El Dulce Placer

Cuando era pequeña recuerdo a mis dos hermanos en la mesa autoescaneandose la comida el uno al otro hasta que zas, explotaba un “yo quería el suyo, el suyo es mejor” y mi madre resignada la sonrisa, les cambiaba el plato que con picardía ya había predesignado por acción inversa…

En el mundi-universo de la danza no nos hartamos de decir que hay espacio de sobras para todas, estilos, edades, preferencias, formas, presencias… que la tarta es muy amplia sí, pero ¿realmente sienta bien compartirla?

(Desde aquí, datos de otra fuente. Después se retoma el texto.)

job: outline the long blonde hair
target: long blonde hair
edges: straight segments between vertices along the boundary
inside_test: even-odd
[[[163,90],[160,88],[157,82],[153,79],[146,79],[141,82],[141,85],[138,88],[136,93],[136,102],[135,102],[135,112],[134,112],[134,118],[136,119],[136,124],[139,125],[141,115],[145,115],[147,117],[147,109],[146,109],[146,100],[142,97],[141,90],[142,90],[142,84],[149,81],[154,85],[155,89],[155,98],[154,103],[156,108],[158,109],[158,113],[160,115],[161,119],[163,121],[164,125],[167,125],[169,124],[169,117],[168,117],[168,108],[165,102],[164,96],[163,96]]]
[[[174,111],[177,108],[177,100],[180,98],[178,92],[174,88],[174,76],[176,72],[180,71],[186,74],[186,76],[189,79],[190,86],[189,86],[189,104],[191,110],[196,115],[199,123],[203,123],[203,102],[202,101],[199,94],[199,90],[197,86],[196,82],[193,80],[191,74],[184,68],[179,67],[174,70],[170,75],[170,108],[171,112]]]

Todos, todos queremos lo de los demás, y no valoramos la porción de pastel que tenemos hasta que no la vemos en cuchara ajena.

Llámalo inmadurez, capricho, envidia sana, envidia insana… la frustración por ver como otras triunfan donde nosotras no hemos osado llegar a veces se queda en un halago compartido, otras en un respetuoso silencio, en una amarga sonrisa, incluso de tanto en cuando aparece el mostruo de cabeza verde soltando la lengüilarga y se despacha a gusto (que tire la primera piedra quién nunca haya criticado a nadie).

Por más que presumamos de endogámicas y finjamos no prestar atención a éxitos o fracasos ajenos, nuestras antenitas andan siempre captando vibraciones colindantes… y digo yo, que llegada la hora de sentarse en la mesa, ya se sabe: siempre hay comensales que te hacen más llevadero el “dulce” placer de compartir una tarta…

Continuará…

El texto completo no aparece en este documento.